可假如那兩百個贏家都來自同一個地方、師從同一個老師、用同一種方法拋硬幣,那結果就有其必然性。
--- 巴菲特
Mark Spitznagel 、做空次貸那些人的方法從性質上說都類似,他們能賺大錢的結果就是必然的。
絕大多數人即使被告知了那種方法也在實際操作中做不長久,這就是為什麽股市裏絕大多數人賠錢了事,隻有極少數人賺了大錢,還有少數的賠賺不多、打了醬油而已。
THE SUPERINVESTORS OF
GRAHAM-AND-DODDSVILLE
by Warren E. Buffett
https://www.tilsonfunds.com/superinvestors.html
Before we begin this examination, I would like you to imagine a national coin-flipping contest. Let's assume we get 225 million Americans up tomorrow morning and we ask them all to wager a dollar. They go out in the morning at sunrise, and they all call the flip of a coin. If they call correctly, they win a dollar from those who called wrong. Each day the losers drop out, and on the subsequent day the stakes build as all previous winnings are put on the line. After ten flips on ten mornings, there will be approximately 220,000 people in the United States who have correctly called ten flips in a row. They each will have won a little over $1,000.
Now this group will probably start getting a little puffed up about this, human nature being what it is. They may try to be modest, but at cocktail parties they will occasionally admit to attractive members of the opposite sex what their technique is, and what marvelous insights they bring to the field of flipping.

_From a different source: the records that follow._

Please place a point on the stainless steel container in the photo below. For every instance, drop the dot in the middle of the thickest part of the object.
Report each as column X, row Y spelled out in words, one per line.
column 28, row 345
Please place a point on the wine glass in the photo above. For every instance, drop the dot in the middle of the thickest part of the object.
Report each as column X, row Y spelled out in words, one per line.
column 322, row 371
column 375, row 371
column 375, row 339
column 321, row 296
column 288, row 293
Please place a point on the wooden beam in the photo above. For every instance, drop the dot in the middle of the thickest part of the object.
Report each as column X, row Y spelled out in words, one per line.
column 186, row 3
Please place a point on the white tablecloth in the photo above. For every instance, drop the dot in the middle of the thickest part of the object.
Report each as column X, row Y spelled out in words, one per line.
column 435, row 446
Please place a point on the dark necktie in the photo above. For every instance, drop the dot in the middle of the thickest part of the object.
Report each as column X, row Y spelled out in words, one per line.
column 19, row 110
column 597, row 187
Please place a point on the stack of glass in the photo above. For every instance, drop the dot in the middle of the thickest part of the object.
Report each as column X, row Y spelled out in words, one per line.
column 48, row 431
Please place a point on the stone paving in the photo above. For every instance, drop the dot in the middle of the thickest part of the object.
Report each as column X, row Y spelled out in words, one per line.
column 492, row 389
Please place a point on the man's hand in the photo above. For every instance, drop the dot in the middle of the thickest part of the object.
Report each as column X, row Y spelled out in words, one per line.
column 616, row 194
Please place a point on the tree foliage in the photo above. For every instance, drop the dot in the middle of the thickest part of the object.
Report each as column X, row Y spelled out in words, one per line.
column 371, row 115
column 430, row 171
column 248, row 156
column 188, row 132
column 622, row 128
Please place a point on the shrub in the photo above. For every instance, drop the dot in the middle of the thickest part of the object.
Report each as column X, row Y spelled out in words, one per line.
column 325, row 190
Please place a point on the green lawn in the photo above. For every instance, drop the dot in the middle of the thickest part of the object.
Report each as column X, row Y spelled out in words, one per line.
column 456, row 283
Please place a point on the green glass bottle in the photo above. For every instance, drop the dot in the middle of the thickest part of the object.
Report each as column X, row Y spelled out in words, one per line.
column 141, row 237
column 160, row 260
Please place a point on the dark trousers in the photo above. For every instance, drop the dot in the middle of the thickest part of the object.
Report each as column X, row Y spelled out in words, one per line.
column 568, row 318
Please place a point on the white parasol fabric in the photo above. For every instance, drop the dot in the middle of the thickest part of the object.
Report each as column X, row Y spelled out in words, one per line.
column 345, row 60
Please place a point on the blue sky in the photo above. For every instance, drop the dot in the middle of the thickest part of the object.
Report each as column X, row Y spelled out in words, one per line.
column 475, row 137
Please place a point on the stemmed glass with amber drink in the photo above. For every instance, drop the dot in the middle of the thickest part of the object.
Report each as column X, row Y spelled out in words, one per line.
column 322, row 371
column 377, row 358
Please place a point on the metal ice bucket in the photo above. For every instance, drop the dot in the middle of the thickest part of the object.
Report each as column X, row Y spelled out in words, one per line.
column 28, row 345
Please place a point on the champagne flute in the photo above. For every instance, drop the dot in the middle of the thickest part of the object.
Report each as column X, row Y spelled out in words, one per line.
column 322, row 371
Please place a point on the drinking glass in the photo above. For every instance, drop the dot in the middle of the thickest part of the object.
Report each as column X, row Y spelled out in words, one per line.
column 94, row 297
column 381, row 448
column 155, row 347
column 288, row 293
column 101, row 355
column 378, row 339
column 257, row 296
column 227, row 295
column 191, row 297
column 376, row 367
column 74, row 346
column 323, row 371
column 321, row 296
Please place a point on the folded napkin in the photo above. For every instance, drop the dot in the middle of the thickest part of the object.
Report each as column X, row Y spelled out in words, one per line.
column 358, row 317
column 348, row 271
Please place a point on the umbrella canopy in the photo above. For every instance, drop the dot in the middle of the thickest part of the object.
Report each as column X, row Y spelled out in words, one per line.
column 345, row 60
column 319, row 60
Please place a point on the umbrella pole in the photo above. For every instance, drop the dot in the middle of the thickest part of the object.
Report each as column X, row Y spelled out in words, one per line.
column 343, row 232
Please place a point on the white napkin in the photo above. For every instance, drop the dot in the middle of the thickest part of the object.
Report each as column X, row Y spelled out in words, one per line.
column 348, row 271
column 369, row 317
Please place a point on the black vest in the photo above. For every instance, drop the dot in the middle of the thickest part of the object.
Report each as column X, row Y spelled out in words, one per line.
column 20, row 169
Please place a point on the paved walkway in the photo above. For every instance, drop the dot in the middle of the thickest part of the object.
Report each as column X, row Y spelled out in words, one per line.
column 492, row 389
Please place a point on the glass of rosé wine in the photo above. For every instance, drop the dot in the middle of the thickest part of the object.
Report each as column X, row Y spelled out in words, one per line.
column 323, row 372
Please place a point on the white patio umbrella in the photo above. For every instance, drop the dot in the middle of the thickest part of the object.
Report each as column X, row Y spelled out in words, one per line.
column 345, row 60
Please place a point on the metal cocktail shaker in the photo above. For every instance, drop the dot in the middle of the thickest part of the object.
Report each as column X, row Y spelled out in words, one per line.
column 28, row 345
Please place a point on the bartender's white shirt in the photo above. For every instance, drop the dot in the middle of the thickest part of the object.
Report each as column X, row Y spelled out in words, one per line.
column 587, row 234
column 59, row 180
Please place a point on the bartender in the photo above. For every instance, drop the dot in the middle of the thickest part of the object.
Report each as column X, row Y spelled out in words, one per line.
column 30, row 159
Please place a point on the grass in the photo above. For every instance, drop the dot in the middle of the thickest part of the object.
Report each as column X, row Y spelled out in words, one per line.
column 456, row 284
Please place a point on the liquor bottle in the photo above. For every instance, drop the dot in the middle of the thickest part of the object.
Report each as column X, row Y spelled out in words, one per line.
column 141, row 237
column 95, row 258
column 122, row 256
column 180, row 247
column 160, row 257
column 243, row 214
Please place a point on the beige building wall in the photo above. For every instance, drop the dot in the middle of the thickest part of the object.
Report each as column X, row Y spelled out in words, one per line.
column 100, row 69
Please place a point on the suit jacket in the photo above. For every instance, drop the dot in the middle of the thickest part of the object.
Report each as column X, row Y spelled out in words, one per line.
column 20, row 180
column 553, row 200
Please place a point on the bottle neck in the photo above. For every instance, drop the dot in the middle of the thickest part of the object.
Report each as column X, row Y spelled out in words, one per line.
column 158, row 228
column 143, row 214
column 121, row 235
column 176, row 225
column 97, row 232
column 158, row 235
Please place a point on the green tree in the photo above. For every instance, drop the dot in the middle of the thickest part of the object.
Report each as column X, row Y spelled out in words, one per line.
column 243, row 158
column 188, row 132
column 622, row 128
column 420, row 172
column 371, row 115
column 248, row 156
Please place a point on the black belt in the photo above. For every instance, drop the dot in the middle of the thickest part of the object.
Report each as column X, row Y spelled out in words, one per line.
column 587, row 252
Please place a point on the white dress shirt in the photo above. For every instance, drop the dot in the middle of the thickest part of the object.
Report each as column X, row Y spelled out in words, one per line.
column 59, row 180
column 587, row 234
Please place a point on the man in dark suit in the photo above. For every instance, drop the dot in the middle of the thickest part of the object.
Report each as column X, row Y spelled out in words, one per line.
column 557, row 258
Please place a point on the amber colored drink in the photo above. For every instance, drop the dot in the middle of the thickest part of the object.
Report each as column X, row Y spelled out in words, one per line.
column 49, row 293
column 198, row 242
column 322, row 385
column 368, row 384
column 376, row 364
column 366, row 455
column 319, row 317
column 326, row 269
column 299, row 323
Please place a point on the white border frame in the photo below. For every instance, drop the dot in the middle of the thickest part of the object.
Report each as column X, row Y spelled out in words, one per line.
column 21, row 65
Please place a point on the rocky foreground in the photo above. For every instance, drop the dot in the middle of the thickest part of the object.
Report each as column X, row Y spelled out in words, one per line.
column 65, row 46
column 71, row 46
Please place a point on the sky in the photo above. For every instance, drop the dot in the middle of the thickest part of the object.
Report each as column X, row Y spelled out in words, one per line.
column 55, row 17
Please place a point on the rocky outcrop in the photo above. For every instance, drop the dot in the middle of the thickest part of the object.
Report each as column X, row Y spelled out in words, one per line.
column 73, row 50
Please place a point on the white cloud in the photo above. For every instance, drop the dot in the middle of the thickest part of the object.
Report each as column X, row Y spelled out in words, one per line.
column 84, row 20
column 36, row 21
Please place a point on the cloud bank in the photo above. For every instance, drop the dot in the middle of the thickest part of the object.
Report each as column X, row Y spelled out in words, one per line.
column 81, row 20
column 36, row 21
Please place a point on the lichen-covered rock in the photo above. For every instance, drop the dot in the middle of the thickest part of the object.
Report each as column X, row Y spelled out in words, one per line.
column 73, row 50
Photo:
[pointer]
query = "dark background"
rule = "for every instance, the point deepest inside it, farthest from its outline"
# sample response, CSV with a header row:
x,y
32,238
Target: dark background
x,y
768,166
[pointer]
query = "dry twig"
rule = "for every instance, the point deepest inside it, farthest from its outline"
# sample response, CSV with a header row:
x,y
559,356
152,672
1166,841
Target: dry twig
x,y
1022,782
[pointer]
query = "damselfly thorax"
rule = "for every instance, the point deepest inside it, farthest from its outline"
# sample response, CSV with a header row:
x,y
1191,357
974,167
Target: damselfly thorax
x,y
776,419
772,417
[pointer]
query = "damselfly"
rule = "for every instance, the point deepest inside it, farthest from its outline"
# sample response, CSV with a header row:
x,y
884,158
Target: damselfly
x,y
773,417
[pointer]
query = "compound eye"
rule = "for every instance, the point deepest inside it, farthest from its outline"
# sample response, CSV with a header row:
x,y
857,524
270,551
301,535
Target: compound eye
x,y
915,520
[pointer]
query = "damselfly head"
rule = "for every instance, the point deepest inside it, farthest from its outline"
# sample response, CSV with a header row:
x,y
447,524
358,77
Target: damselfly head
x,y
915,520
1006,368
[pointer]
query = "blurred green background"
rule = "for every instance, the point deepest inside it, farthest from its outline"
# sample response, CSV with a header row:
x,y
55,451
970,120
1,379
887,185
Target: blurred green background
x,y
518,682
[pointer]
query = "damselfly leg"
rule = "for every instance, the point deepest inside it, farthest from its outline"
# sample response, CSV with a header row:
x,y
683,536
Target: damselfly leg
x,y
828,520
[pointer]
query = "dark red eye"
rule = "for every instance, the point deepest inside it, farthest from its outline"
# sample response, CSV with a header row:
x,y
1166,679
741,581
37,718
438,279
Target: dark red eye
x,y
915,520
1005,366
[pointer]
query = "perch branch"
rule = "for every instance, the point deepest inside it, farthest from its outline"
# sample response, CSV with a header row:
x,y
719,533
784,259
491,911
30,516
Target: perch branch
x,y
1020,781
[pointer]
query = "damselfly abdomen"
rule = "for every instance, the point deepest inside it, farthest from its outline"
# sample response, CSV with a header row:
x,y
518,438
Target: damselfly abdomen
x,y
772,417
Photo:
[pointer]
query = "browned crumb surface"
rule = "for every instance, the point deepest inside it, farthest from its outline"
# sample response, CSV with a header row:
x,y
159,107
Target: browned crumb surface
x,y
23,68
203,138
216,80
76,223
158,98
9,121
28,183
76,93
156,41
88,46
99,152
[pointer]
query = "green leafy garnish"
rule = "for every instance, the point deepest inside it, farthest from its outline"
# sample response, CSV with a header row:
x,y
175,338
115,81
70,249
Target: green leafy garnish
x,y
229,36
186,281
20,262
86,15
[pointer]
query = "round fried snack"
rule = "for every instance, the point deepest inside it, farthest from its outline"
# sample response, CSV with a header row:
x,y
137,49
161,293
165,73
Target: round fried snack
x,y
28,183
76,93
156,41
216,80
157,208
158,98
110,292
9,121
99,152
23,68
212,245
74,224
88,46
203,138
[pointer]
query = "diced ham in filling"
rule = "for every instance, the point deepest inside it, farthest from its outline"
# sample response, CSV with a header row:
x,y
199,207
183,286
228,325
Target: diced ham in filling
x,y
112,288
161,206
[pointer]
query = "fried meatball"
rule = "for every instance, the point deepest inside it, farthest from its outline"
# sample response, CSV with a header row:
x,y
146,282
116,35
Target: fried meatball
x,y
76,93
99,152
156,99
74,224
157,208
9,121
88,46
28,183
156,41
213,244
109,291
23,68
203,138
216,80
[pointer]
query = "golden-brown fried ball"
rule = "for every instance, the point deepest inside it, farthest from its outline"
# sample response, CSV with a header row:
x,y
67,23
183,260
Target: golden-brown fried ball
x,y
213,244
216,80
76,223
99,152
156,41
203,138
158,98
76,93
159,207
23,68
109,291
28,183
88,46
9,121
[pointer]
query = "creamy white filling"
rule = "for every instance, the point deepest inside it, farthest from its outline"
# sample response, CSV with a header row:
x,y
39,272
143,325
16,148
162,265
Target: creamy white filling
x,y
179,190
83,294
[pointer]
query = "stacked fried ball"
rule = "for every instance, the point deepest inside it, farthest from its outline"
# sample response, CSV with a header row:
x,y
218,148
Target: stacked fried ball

Assuming that the winners are getting the appropriate rewards from the losers, in another ten days we will have 215 people who have successfully called their coin flips 20 times in a row and who, by this exercise, each have turned one dollar into a little over $1 million. $225 million would have been lost, $225 million would have been won.
By then, this group will really lose their heads. They will probably write books on "How I turned a Dollar into a Million in Twenty Days Working Thirty Seconds a Morning." Worse yet, they'll probably start jetting around the country attending seminars on efficient coin-flipping and tackling skeptical professors with, " If it can't be done, why are there 215 of us?"
By then some business school professor will probably be rude enough to bring up the fact that if 225 million orangutans had engaged in a similar exercise, the results would be much the same - 215 egotistical orangutans with 20 straight winning flips.
I would argue, however, that there are some important differences in the examples I am going to present. For one thing, if (a) you had taken 225 million orangutans distributed roughly as the U.S. population is; if (b) 215 winners were left after 20 days; and if (c) you found that 40 came from a particular zoo in Omaha, you would be pretty sure you were on to something. So you would probably go out and ask the zookeeper about what he's feeding them, whether they had special exercises, what books they read, and who knows what else. That is, if you found any really extraordinary concentrations of success, you might want to see if you could identify concentrations of unusual characteristics that might be causal factors.